Dopamine plays a big part in motivation and reward. It is known as the ‘feel good’ hormone and nearly all pleasurable experiences come from a release of dopamine. This includes the release of this hormone in positive interactions between children and their caregivers.
Building networks of support
How do we continue to apply these elements of relationship in our work? One key way is to build a supportive and sustainable network of relationships around the child. These relationships are ideally multi-layered, multi-generational and hold multiple perspectives in order to enact change. However, we also need to understand what is possible in the context of our role and to consider how much we can influence.

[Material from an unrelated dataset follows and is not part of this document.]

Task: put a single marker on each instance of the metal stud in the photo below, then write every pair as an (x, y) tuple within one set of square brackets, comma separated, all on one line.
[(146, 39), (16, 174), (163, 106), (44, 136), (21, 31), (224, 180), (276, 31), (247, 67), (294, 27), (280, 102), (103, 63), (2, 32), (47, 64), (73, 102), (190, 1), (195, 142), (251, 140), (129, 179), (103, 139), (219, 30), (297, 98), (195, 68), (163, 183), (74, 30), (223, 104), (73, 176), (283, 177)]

We can think about our own lives here and how we need multiple connections and relationships to best support us. For example, who is the person you most go to with work issues? Is it the same person you go to when you need cheering up? And is that the same person that you most go to when you just need to vent? And on it goes. How can we support children to find relationships in their lives that meet different needs they have at different times? Can we support the parents or carers of the children? Can we think about what we can offer each child within our own team? Can we also think about the different expectations we have of children? How do we communicate that?
Where to from here?
We talk a lot about relationships and it can feel that it is easy to be relational in our practice. In many ways that is true but it is worth considering and discussing relationship based practices in detail because a considered and consistent response has real value for each child with whom we work. It also reminds us that we need to work together to build that network of support. At the Foundation, we want to continue to explore and articulate this specific and intentional way of working to underpin trauma responsive practices across sectors, services and professions.
Because of its centrality to practice you might like to reflect on – or discuss with your colleagues – your responses to the following questions:
- What does the idea of ‘every kid needs a champion’ bring to mind for me?
- What do I already do in terms of the relationships I build with the children with whom I work?
- What can I do to put this understanding into action? Is there a child who comes to mind who I would like to build a new or different relationship with based on this information?
- What can we do as a staff team to put this understanding into action?